In the book the parts featuring the Edinburgh were just a “small chunk” of the story, said Welsh, “so it was like adapting something but it’s also like writing the original thing because we had to fill so many gaps and we had to do so much with the characters.”

Dougray Scott, who stars as the rouge detective, said Welsh and his co-writer Dean Cavanagh “expanded, focused, imagined a lot of the story in Edinburgh”.

DI Lennox battles with addiction problems in the series, while deploying unorthodox tactics while investigating the disappearance of the missing schoolgirl and the link to a serial killer.

Welsh described the detective inspector as a “compulsive obsessive hunter for the truth” who “doesn’t recognise the realpolitik of the criminal justice system”.

“He believes that law’s for everyone and he believes that violent and sexual crimes against the person are the real kind of heinous crimes and the rest are kind of just misdemeanours.”

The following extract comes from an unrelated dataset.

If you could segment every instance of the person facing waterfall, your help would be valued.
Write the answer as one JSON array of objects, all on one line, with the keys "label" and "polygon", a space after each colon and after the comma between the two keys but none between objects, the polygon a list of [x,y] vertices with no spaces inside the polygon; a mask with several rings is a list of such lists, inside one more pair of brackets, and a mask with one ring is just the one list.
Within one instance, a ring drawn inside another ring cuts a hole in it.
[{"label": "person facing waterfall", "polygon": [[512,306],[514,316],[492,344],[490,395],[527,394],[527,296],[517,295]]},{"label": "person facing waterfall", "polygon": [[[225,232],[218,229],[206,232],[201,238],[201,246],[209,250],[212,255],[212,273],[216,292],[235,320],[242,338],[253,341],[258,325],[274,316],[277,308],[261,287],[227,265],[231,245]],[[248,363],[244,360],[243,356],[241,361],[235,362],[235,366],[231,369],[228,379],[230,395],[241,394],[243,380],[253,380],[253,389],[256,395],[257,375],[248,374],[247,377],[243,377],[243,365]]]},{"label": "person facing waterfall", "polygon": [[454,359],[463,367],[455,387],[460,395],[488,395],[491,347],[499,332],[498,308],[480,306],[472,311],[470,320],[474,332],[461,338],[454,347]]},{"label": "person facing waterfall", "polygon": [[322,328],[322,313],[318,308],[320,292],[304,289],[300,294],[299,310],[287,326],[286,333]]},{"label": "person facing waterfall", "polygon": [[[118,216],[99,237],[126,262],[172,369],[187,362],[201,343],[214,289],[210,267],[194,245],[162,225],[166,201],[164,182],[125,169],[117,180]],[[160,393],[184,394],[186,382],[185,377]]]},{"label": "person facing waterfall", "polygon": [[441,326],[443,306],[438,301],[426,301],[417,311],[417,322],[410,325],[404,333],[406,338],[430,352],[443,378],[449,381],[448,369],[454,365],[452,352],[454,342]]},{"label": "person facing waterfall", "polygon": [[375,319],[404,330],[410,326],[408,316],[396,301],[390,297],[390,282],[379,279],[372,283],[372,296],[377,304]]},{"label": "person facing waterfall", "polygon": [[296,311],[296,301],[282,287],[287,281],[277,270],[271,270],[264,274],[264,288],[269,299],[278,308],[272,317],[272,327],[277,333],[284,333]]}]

He said the lead character, in taking the “disturbed and dangerous people” outside of the game, was a way to cleanse and purify himself from his past experiences.

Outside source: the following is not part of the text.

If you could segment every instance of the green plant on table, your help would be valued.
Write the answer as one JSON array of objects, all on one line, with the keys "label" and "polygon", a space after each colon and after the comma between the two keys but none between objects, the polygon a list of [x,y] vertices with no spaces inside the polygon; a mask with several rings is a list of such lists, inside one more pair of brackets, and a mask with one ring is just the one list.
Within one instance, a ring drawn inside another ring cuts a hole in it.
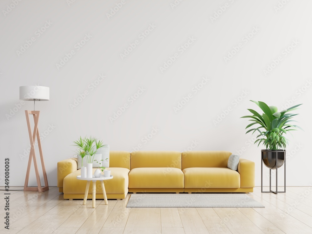
[{"label": "green plant on table", "polygon": [[[106,158],[106,159],[105,159],[105,160],[107,160],[108,159],[108,158]],[[104,171],[104,170],[106,170],[106,167],[101,166],[101,165],[102,164],[102,162],[104,161],[104,160],[103,159],[100,160],[100,161],[97,161],[97,160],[96,160],[96,159],[95,159],[95,160],[94,160],[94,161],[95,161],[96,163],[99,164],[99,167],[98,167],[98,169],[99,169],[100,168],[101,168],[101,170],[102,171],[102,172],[103,171]]]},{"label": "green plant on table", "polygon": [[[83,138],[80,136],[77,140],[73,143],[74,145],[78,148],[76,152],[82,159],[85,157],[87,163],[92,163],[98,150],[106,145],[103,144],[103,141],[91,136],[89,137],[85,137]],[[81,166],[82,165],[81,163]]]},{"label": "green plant on table", "polygon": [[277,108],[274,106],[269,106],[265,103],[250,100],[254,102],[260,107],[263,112],[261,115],[255,110],[251,109],[247,109],[252,115],[246,115],[241,118],[249,118],[249,121],[252,123],[247,125],[245,129],[258,124],[259,126],[256,128],[250,129],[246,134],[253,131],[253,134],[256,131],[260,134],[257,136],[258,138],[254,144],[258,143],[259,146],[261,143],[265,146],[267,149],[275,150],[285,149],[286,144],[288,144],[288,140],[284,134],[285,134],[288,131],[297,130],[297,129],[302,129],[297,125],[290,124],[290,122],[297,122],[292,119],[293,117],[298,114],[288,113],[289,111],[298,109],[297,107],[301,104],[290,107],[281,111],[278,111]]},{"label": "green plant on table", "polygon": [[76,141],[73,142],[74,145],[76,146],[78,149],[75,152],[77,154],[77,156],[81,157],[81,166],[83,167],[83,158],[86,155],[85,148],[85,147],[84,138],[83,139],[81,136]]}]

“He’s not really concerned about the machinations of law, the legal system, or what’s on the statute book. He just wants to stop bad people doing things to ordinary citizens. And I think the reason he wants to do that is because he’s just in this massive flux about himself.”

Scott added that DI Lennox “somehow subconsciously, unconsciously, thinks he’s going to save this 11 year old boy who went through this trauma and somehow alleviate the pain and trauma and the emotional damage that that caused him”.

“But of course it doesn’t, all it does is make it worse and it opens up the wounds, which, in some perverted kind of masochistic way is to his advantage because it allows him to get the information he needs from the serial killer that he needs in order to alleviate the pain that the families feel.”

And on playing the troubled character, Scott said: “It became very personal for me and he really felt like it was part of me towards the end, and it’s exhausting.

“It’s not something that you can easily step out of when you go home at night, it’s kind of constantly with you.”

Filmed in Scotland’s capital and Glasgow, Crime also stars Joanna Vanderham, Ken Stott, and Jamie Sives. The programme will be available on streaming service BritBox on Thursday.